We are given an electric field \( \vec{E} = (10x + 5) \hat{i} \) N/C, where \( x \) is the position along the x-axis. The flux through the cube can be calculated using Gauss's law, which states that the net electric flux \( \Phi_E \) through a closed surface is equal to the charge enclosed divided by the permittivity of free space \( \epsilon_0 \). Mathematically: \[ \Phi_E = \oint \vec{E} \cdot d\vec{A} \] where \( d\vec{A} \) is the vector area element on the surface of the cube. Step 1: Electric Field Expression The electric field is given as \( \vec{E} = (10x + 5) \hat{i} \). This means the electric field has a component along the x-axis, and it depends on the x-coordinate. Step 2: Flux Through Each Face The cube has six faces, and the flux through each face depends on the electric field and the orientation of the face. The area vector for each face is perpendicular to the surface, and the flux through each face is calculated by the dot product \( \vec{E} \cdot d\vec{A} \). For a face of the cube, the electric flux is given by: \[ \Phi_{\text{face}} = \vec{E} \cdot A \] where \( A \) is the area of the face of the cube. Since the electric field is only along the x-axis, the flux through the faces that are parallel to the yz-plane (i.e., the faces at \( x = 0 \) and \( x = L \)) will contribute to the total flux. Step 3: Calculate the Flux Through the Faces at \( x = 0 \) and \( x = L \) 1. Face at \( x = 0 \): The electric field at \( x = 0 \) is \( \vec{E} = 5 \hat{i} \) N/C. The area of the face at \( x = 0 \) is \( A = L^2 \), and the area vector is in the negative x-direction.
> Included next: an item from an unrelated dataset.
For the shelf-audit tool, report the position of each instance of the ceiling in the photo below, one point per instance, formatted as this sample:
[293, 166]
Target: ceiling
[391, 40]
Therefore, the flux through this face is: \[ \Phi_1 = E_x \cdot A = 5 \times L^2 = 5L^2 \] 2. Face at \( x = L \): The electric field at \( x = L \) is \( \vec{E} = (10L + 5) \hat{i} \) N/C. The area vector is in the positive x-direction, so the flux through this face is: \[ \Phi_2 = E_x \cdot A = (10L + 5) \times L^2 = (10L + 5) L^2 \] Step 4: Total Flux The total flux through the cube is the sum of the flux through the two faces (at \( x = 0 \) and \( x = L \)): \[ \Phi_{\text{total}} = \Phi_2 - \Phi_1 = (10L + 5) L^2 - 5L^2 \] \[ \Phi_{\text{total}} = 10L^3 \] Thus, the net electric flux through the cube is \( \Phi_{\text{total}} = 10L^3 \, \text{Nm}^2/\text{C} \).